Check if heard a wake word

Parameters:

print_callback (function, optional) – Print callback, default is None

Returns:

True if heard a wake word, False otherwise

Return type:

bool

wait_for_wake_word()[source]

Wait for wake word

start_listening_wake_words()[source]

Start listening for wake words

is_waked()[source]

Check if the wake word thread is running

Returns:

True if running, False otherwise

Return type:

bool

stt(filename, stream=False)[source]

Perform STT on audio file

Parameters:
  • filename (str) – Audio file path

  • stream (bool, optional) – Stream mode, default is False

Returns:

STT result

Return type:

str

get_stream_result(wf, recognizer)[source]

Get streaming results from recognizer

Parameters:
  • wf (wave.Wave_read) – Wave file object

  • recognizer (KaldiRecognizer) – Vosk recognizer

Yields:

str – STT result

listen(stream=False, device=None, samplerate=None)[source]

Listen from microphone and return results

Parameters:
  • stream (bool, optional) – Stream mode, default is False

  • device (int, optional) – Device index, default is None

  • samplerate (int, optional) – Sampling rate, default is None

Returns:

STT result

Return type:

str

_listen_streaming(q, device=None, samplerate=None, callback=None)[source]

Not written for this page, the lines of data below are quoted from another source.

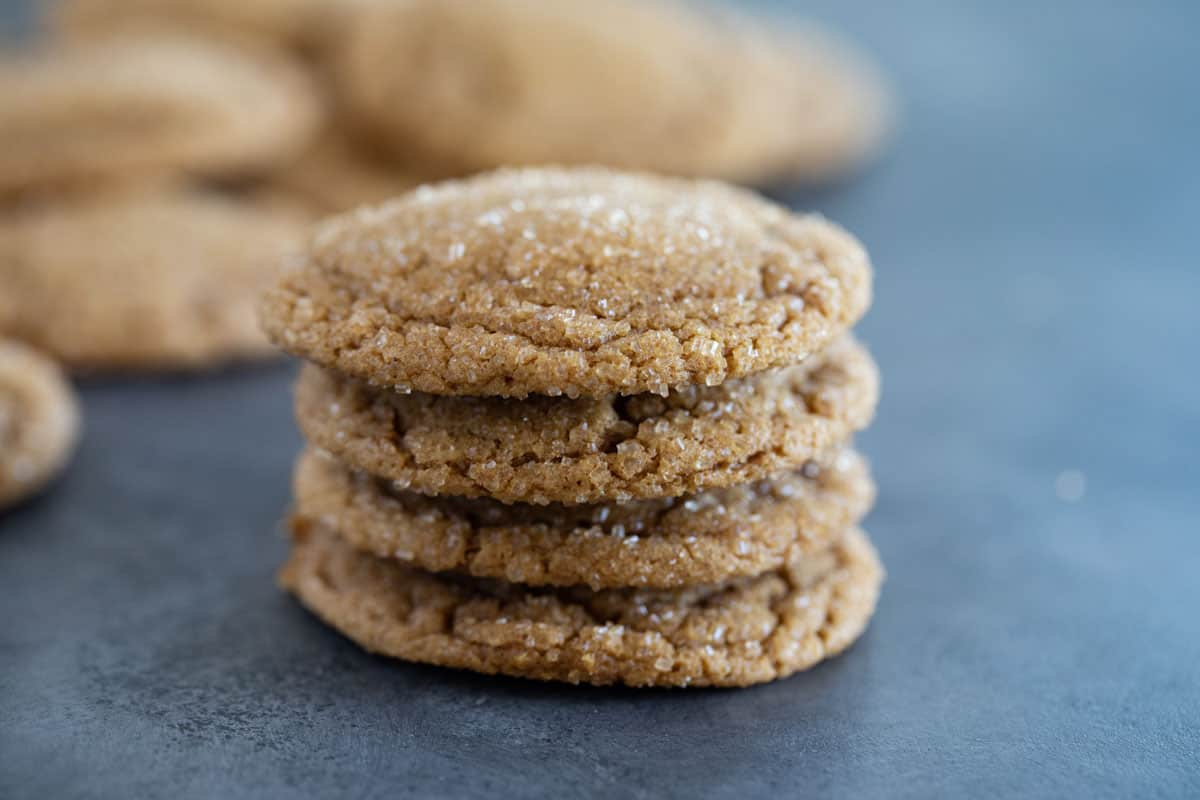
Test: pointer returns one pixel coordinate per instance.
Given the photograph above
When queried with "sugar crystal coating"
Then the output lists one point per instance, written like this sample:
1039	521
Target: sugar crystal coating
706	537
561	450
576	282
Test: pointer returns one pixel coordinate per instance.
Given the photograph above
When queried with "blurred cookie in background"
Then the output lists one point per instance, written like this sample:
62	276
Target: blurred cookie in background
163	280
337	174
39	421
301	24
125	107
665	86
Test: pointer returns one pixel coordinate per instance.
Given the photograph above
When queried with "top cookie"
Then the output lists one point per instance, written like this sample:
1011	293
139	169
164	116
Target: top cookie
633	84
577	282
127	106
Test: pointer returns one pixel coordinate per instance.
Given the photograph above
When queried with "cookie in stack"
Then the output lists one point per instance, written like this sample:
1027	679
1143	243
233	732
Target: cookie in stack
582	425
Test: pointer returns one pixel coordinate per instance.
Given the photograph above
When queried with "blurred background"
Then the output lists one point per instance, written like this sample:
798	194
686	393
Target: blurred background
1029	199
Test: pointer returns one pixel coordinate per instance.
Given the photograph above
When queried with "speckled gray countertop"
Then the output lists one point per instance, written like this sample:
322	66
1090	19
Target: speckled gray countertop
1035	227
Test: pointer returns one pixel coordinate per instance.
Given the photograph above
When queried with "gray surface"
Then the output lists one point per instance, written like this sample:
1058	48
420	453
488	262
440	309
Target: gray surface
1035	229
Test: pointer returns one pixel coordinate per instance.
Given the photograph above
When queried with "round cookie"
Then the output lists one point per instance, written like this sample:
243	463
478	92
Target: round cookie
747	631
559	450
127	106
39	421
577	282
165	280
701	539
631	84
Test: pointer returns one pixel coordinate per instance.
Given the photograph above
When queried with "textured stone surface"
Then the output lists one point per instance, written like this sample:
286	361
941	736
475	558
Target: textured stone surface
555	449
1035	233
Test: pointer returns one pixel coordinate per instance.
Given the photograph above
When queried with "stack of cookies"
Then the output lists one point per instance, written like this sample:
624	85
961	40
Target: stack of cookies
586	426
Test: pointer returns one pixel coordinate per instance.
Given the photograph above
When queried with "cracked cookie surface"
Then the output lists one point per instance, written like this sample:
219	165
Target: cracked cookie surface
127	106
39	421
576	282
701	539
743	632
159	280
561	450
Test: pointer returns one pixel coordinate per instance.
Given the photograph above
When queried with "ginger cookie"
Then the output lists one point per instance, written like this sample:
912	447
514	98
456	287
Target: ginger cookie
702	539
631	84
144	281
561	450
126	106
39	421
742	632
576	282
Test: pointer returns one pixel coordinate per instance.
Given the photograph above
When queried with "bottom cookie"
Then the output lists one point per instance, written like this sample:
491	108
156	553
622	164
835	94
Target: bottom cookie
747	631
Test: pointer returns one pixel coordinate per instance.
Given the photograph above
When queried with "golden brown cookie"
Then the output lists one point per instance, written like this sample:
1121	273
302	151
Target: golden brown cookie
747	631
126	106
701	539
39	421
559	450
305	24
577	282
166	280
633	84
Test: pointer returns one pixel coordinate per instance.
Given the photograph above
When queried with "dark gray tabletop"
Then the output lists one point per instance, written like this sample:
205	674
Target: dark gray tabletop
1035	228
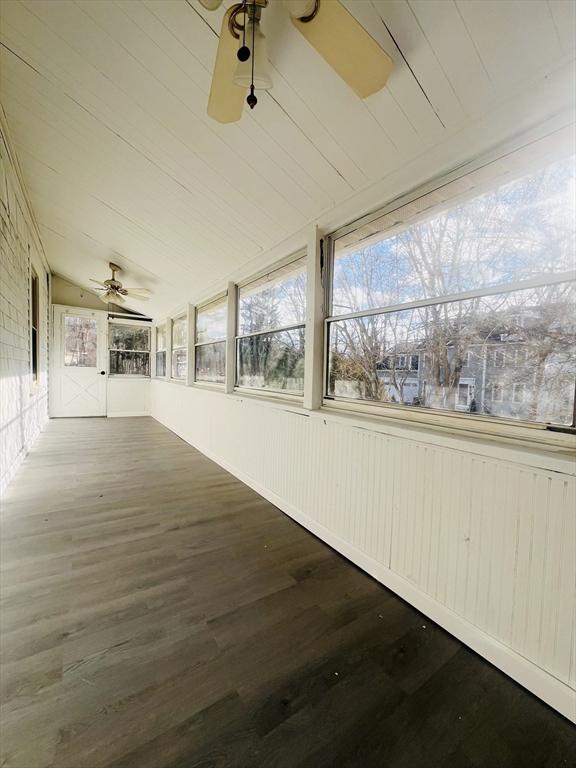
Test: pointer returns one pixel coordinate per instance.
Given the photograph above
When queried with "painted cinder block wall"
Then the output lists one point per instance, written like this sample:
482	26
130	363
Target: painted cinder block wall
23	403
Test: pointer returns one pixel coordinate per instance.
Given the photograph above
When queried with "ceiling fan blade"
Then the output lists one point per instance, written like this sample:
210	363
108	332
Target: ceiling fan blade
112	298
347	47
226	98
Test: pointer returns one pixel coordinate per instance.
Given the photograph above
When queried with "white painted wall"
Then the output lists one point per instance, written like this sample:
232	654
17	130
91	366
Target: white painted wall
128	396
480	536
23	404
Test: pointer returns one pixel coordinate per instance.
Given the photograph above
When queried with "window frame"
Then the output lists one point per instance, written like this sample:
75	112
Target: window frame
34	329
170	361
154	347
506	426
220	298
300	255
140	324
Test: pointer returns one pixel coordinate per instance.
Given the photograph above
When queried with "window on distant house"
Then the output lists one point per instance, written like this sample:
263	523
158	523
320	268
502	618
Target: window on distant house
129	349
34	326
490	272
518	392
498	358
497	392
271	321
161	350
180	347
210	344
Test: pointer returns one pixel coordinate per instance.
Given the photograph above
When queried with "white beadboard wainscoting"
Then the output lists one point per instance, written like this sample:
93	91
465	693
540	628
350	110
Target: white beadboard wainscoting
481	537
128	396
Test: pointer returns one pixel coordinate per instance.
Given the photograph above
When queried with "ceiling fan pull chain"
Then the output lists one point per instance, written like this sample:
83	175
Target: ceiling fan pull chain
244	52
251	98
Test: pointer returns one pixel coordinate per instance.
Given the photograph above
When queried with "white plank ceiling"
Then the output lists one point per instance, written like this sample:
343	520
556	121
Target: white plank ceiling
106	102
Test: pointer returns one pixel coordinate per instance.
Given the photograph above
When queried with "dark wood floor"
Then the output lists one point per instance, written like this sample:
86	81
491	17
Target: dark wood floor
157	613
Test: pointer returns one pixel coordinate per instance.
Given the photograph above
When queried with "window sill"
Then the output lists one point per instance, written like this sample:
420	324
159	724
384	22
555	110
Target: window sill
473	431
271	397
212	386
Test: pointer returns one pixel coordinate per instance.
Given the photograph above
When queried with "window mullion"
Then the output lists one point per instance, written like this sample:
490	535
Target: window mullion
231	323
314	333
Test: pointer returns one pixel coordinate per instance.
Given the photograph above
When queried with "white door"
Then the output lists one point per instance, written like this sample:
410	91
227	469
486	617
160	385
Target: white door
79	362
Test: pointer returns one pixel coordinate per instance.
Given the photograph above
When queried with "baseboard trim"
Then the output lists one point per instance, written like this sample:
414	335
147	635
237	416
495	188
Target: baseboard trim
542	684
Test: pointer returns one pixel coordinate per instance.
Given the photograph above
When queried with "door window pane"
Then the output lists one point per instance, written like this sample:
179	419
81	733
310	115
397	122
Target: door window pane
211	322
129	363
129	350
179	332
211	362
160	337
129	337
80	341
272	361
180	347
442	335
161	363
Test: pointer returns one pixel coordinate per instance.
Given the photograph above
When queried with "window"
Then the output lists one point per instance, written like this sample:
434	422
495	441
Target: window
34	325
80	341
180	347
497	392
518	392
129	349
211	342
271	322
161	350
489	274
498	358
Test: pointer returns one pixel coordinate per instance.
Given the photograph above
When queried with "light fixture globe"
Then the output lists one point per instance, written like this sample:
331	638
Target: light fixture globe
243	74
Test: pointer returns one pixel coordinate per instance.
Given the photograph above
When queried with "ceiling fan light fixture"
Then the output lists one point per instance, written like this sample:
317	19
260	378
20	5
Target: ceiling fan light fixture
243	74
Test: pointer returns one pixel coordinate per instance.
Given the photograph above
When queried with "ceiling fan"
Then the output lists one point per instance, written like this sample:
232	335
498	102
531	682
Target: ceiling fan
114	292
242	61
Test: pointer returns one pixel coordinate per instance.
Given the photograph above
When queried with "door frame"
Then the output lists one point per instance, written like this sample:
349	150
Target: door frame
59	311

Listen from microphone and return streaming results

Parameters:
  • q (queue.Queue) – Queue to store audio data

  • device (int, optional) – Device index, default is None

  • samplerate (int, optional) – Sampling rate, default is None

  • callback (function, optional) – Callback function, default is None

Yields:

dict – STT result

_listen_non_streaming(q, device=None, samplerate=None, callback=None)[source]

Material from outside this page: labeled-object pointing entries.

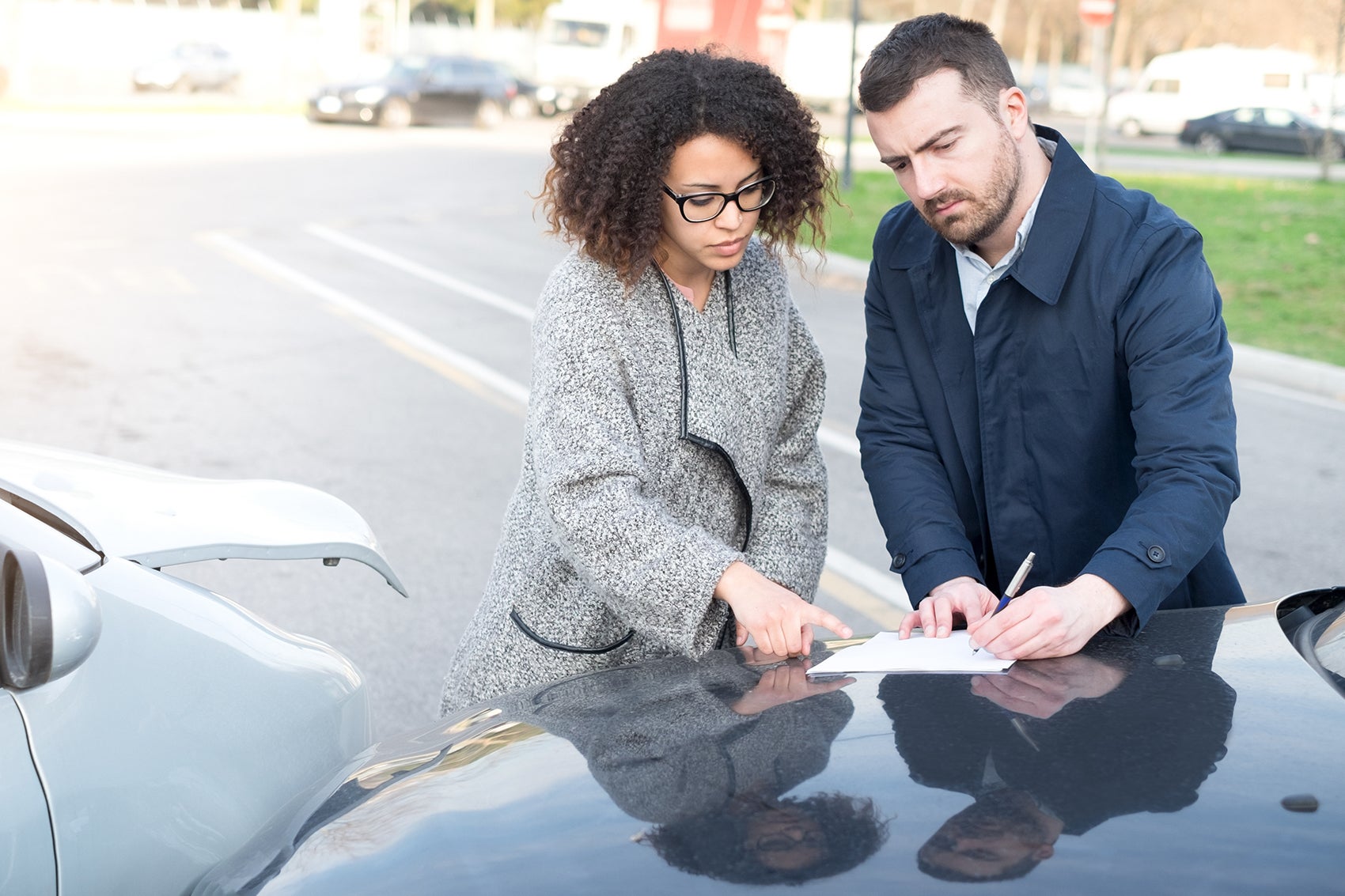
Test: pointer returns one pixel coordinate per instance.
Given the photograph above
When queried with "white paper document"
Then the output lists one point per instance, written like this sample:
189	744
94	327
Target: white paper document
885	652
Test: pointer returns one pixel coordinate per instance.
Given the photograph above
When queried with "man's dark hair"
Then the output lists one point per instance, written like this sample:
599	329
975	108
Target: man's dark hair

Listen from microphone and return final result

Parameters:
  • q (queue.Queue) – Queue to store audio data

  • device (int, optional) – Device index, default is None

  • samplerate (int, optional) – Sampling rate, default is None

  • callback (function, optional) – Callback function, default is None

Returns:

STT result

Return type:

str

set_wake_words(wake_words: list)[source]

Set wake words

Parameters:

wake_words (list) – List of wake words

language() str[source]

Get current language

Returns:

Current language

Return type:

str

set_language(language: str, init=True)[source]

Set language

Parameters:
  • language (str) – Language to set

  • init (bool, optional) – Initialize recognizer, default is True

get_model_name(lang: str) str[source]

Get model name for language

Parameters:

lang (str) – Language

Returns:

Model name

Return type:

str

get_model_path(lang: str) Path[source]

Get model path for language

Parameters:

lang (str) – Language

Returns:

Model path

Return type:

Path

is_model_downloaded(lang: str) bool[source]

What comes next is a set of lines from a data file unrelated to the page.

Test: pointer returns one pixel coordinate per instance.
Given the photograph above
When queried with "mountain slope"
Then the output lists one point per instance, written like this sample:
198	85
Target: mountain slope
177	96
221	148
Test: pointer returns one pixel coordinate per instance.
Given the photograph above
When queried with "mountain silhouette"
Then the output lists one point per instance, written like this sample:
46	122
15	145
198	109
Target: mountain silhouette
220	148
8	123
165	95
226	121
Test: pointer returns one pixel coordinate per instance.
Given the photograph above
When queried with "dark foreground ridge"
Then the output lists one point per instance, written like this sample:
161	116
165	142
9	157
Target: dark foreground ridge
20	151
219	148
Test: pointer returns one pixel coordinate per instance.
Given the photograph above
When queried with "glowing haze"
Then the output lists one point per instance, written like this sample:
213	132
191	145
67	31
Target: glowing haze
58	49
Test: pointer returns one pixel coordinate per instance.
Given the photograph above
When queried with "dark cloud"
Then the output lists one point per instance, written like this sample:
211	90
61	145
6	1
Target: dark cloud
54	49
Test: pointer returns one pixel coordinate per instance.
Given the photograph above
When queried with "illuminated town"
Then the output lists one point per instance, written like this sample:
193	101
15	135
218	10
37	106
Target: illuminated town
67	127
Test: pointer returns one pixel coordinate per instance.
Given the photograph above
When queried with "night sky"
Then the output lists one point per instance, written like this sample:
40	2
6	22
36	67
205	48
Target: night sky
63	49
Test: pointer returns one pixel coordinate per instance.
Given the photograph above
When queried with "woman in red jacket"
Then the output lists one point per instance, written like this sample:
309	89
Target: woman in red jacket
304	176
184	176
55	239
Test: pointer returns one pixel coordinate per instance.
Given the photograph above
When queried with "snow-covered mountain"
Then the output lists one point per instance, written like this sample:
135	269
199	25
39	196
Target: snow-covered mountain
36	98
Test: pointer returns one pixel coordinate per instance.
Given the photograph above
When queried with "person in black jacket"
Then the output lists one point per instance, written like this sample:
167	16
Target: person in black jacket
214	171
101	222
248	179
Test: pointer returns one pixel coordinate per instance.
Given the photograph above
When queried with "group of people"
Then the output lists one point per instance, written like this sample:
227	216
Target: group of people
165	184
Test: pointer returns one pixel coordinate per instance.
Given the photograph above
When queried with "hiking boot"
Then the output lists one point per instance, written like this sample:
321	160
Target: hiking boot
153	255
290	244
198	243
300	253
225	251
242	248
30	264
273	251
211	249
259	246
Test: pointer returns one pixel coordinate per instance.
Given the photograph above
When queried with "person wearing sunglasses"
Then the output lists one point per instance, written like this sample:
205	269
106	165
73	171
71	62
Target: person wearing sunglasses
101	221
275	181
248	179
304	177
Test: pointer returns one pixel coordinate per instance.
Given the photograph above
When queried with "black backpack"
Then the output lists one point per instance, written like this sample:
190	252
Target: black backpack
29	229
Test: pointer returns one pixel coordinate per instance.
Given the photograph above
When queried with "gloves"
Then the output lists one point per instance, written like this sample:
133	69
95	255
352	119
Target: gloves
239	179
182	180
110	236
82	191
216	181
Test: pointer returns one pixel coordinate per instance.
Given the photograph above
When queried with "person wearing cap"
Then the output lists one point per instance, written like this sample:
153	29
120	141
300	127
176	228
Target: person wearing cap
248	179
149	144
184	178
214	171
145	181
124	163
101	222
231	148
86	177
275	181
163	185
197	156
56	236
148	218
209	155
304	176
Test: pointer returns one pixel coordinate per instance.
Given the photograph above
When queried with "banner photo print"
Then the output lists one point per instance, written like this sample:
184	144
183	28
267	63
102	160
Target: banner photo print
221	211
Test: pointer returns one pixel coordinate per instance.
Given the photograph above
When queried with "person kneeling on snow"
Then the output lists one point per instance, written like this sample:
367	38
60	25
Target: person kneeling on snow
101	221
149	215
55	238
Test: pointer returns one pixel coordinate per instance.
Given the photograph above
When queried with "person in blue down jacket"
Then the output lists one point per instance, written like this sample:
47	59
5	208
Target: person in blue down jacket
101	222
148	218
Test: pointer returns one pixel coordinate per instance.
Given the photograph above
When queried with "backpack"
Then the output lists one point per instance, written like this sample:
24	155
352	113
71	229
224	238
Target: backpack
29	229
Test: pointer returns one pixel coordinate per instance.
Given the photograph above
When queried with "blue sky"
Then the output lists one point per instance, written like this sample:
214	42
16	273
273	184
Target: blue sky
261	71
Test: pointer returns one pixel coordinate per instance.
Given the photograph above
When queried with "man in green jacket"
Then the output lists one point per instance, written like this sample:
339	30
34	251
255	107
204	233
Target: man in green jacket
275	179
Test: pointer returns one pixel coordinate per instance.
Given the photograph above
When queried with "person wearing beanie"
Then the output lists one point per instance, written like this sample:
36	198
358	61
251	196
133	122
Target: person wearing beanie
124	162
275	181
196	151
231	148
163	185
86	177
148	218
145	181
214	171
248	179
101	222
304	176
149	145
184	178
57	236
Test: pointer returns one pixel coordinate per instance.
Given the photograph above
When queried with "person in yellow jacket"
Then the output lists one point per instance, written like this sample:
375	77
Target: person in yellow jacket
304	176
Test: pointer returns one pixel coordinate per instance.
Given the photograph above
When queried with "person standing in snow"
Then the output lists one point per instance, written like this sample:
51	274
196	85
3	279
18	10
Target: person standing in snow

Check if model is downloaded

Parameters:

lang (str) – Language

Returns:

True if model is downloaded, False otherwise

Return type:

bool

cancel_download()[source]

Public method to cancel ongoing download

download_model(lang: str, progress_callback=None, max_retries: int = 5)[source]

Download model for language

Parameters:
  • lang (str) – Language

  • progress_callback (function, optional) – Progress callback function, default is None

  • max_retries (int, optional) – Maximum retries, default is 5

download_progress_hook(tqdm_bar=None, progress_callback=None)[source]

Download progress hook function

Parameters:
  • tqdm_bar (tqdm, optional) – tqdm progress bar, default is None

  • progress_callback (function, optional) – Progress callback function, default is None

stop_listening()[source]

Stop listening for wake word

close()[source]

Close STT